Et l'exercice paie, annonce fièrement l'artiste, qui publiait sur Facebook, fin décembre, les "analytics" de Spotify: 65,3 millions de streams pour 4,1 millions d'heures d'écoute, 10,4 millions d'auditeurs touchés dans 176 pays.
Tous sur Tik Tok
"Les interprètes d'aujourd'hui, de Víkingur Ólafsson à Joep Beving, de Jess Gillam à Emily D'Angelo, continuent à repousser les limites de la musique classique grâce à leur approche innovante de l'enregistrement", nous confirme Wim Jenkins. Le Vice-président digital, global classics & jazz d'Universal Music Group cite encore l'exemple qui tue (les puristes): "Ces dernières semaines, on ne s'est jamais autant intéressé à la musique de Ludovico Einaudi, suite à une tendance en ligne qui a poussé son titre de 2013, "Expérience", dans les charts mondiaux. Ses compositions, que l'on retrouve aussi dans les films 'Nomadland' et 'The Father', servent désormais de bande-son à près de 10 millions de créations vidéo sur Tik Tok, totalisant plus de 21 milliards de vues. C'est fascinant!"
Post-classique
Einaudi, que l'on a vu jouer du piano sur un glacier à la dérive, est l'un des pères de cette veine "post-classique" ou "post-minimaliste" en pleine expansion, qui répond à une demande générale d'authenticité, de réconfort et d'apaisement que les auditeurs connectés associent spontanément à la musique classique.

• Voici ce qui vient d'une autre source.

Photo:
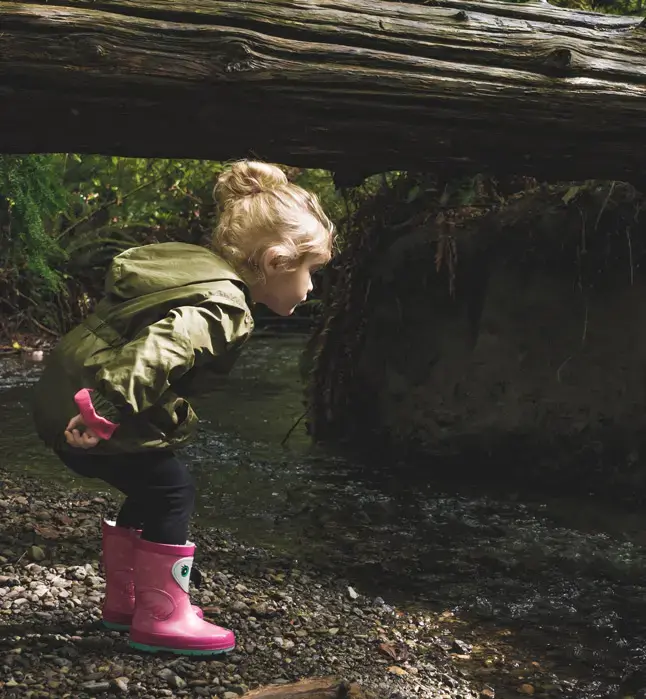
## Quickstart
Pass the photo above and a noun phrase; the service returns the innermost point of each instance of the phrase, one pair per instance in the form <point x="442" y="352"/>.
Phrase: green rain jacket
<point x="172" y="312"/>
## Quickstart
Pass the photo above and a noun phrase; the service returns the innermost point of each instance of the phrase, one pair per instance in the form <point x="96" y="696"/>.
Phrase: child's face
<point x="283" y="290"/>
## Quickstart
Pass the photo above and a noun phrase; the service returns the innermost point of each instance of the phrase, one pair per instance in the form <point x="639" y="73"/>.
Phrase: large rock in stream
<point x="508" y="341"/>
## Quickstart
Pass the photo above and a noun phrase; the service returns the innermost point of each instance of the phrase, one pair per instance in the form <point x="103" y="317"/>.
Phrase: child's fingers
<point x="74" y="422"/>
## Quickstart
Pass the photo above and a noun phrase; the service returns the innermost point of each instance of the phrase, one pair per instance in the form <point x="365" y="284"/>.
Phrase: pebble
<point x="288" y="626"/>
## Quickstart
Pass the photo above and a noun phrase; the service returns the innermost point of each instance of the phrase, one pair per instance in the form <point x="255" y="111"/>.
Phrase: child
<point x="111" y="401"/>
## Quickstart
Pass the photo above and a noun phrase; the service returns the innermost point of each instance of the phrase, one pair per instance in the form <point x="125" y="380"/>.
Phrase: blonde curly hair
<point x="260" y="209"/>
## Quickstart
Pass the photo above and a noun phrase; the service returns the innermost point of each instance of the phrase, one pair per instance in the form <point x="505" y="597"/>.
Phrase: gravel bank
<point x="290" y="623"/>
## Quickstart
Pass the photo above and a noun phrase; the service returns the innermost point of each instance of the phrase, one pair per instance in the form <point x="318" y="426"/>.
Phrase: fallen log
<point x="355" y="86"/>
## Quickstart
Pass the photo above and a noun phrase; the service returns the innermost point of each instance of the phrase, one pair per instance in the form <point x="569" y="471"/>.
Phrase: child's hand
<point x="75" y="438"/>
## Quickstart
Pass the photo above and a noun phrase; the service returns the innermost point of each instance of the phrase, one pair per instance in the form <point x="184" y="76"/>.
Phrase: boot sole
<point x="177" y="651"/>
<point x="112" y="626"/>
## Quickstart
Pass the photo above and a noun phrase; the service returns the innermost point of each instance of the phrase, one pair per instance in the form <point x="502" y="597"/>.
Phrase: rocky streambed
<point x="291" y="622"/>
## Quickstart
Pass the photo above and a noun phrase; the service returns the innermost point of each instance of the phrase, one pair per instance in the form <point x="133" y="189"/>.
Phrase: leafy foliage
<point x="65" y="216"/>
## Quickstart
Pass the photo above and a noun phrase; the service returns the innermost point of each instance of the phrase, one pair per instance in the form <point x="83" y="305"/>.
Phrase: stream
<point x="563" y="579"/>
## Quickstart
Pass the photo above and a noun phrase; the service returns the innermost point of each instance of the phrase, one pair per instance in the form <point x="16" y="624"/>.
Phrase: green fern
<point x="31" y="192"/>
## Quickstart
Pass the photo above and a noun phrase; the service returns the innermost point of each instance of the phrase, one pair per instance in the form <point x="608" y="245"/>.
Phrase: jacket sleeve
<point x="144" y="368"/>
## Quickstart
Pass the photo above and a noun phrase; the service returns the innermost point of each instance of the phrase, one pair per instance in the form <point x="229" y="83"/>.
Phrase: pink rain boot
<point x="117" y="557"/>
<point x="163" y="619"/>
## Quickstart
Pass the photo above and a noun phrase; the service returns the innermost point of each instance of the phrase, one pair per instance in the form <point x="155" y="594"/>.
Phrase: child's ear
<point x="273" y="262"/>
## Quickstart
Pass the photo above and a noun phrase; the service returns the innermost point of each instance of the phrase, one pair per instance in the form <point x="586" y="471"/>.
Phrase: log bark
<point x="355" y="86"/>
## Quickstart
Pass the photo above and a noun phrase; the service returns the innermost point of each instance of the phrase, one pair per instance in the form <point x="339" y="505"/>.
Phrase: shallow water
<point x="564" y="576"/>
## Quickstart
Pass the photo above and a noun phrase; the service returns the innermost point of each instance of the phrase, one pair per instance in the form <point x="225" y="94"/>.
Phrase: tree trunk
<point x="355" y="86"/>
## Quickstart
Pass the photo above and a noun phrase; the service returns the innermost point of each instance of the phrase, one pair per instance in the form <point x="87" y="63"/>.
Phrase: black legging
<point x="159" y="490"/>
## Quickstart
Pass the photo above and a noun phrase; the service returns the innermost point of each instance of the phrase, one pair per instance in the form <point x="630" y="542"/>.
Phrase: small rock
<point x="36" y="553"/>
<point x="121" y="683"/>
<point x="396" y="670"/>
<point x="172" y="679"/>
<point x="461" y="647"/>
<point x="94" y="686"/>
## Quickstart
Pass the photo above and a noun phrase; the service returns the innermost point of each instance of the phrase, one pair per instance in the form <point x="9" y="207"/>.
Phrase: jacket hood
<point x="161" y="266"/>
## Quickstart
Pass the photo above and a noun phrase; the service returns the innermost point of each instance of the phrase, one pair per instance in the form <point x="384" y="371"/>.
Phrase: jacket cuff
<point x="101" y="426"/>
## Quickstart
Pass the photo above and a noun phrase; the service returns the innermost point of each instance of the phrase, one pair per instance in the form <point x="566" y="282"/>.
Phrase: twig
<point x="107" y="204"/>
<point x="630" y="256"/>
<point x="293" y="427"/>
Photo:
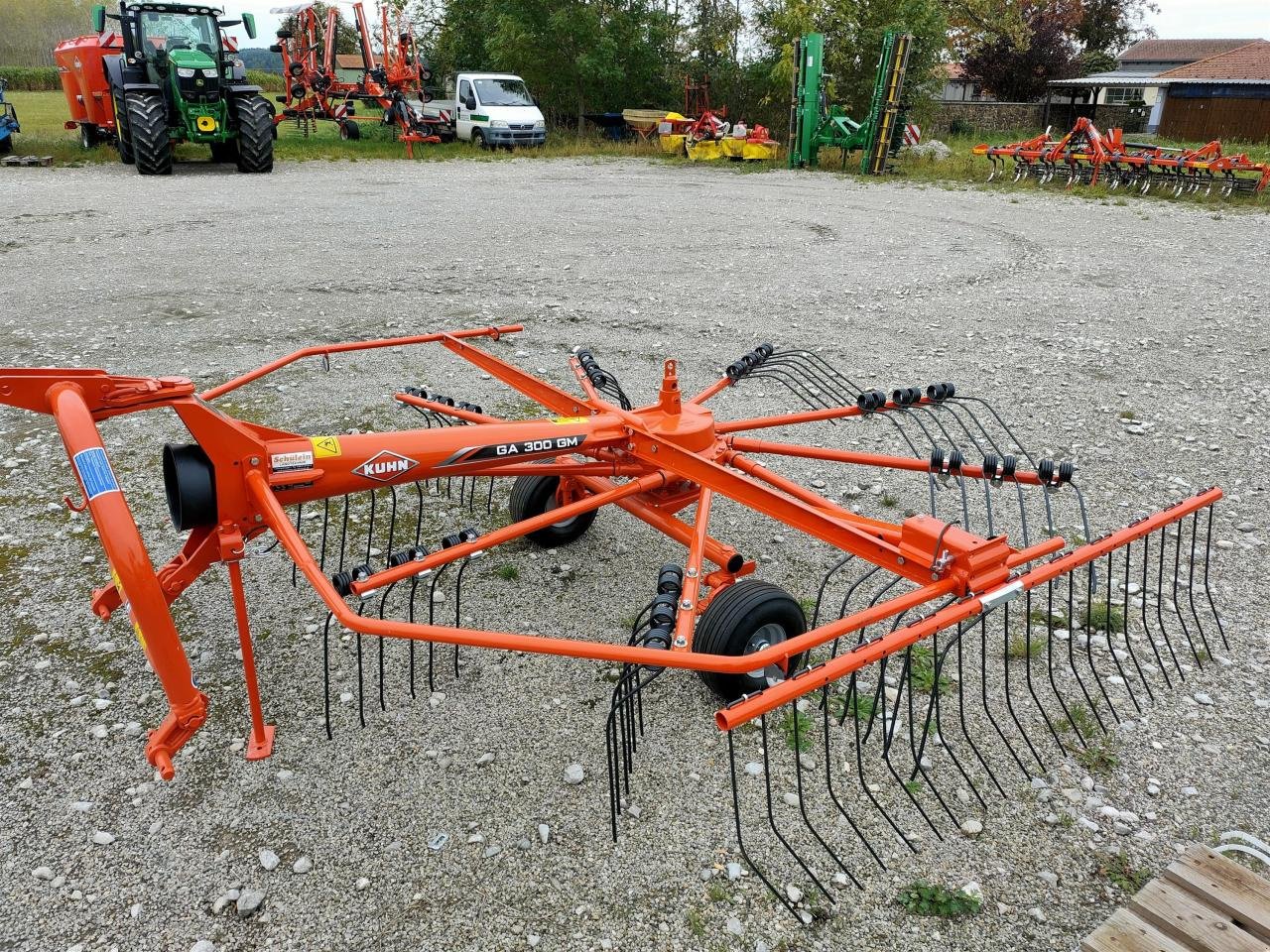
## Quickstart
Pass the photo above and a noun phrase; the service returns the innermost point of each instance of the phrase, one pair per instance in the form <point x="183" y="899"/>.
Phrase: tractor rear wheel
<point x="255" y="135"/>
<point x="746" y="617"/>
<point x="121" y="131"/>
<point x="148" y="132"/>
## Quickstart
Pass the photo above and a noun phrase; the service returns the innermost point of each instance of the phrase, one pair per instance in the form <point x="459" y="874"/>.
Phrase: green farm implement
<point x="815" y="123"/>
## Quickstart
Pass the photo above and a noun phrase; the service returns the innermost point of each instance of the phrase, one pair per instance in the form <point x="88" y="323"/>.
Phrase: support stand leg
<point x="261" y="743"/>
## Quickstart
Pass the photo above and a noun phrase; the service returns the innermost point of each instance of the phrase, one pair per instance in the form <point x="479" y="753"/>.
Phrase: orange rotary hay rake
<point x="933" y="664"/>
<point x="1087" y="157"/>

"Durant la pandémie, le flux de la playlist 'Work From Home Classics' a augmenté de près de 400% entre avril et mai 2020", note Wim Jenkins. "Et selon un rapport de la Britain Phonographic Industry, de Deezer et du Royal Philharmonic Orchestra, les 18-25 ans représentaient un tiers (34%) des streamers de musique classique dans le monde en 2020."
D'autres portes d'entrée
Comme chez Outhere et Warner, on est aussi persuadé chez Universal que les plateformes de streaming offrent une grande opportunité pour la découverte et la démocratisation du classique, «même si les formats physiques comme le CD et le vinyle restent importants pour les collectionneurs et les fans», poursuit-il en revendiquant son rôle de «gardien d’incroyables héritages enregistrés».
Les «mood playlists» et les modes aléatoires des plateformes ne sont d’ailleurs pas les seules portes d’entrée, conclut Wim Jenkins: «Il y a aussi la musique live, les médias sociaux, les bandes-son, les synchros, la radio, les applications de bien-être, les événements diffusés en direct, les podcasts et bien plus encore! On s’efforce d'offrir aux amateurs la meilleure manière de s'engager dans la musique classique et de soutenir nos artistes qui évoluent constamment avec leur public. | X. F.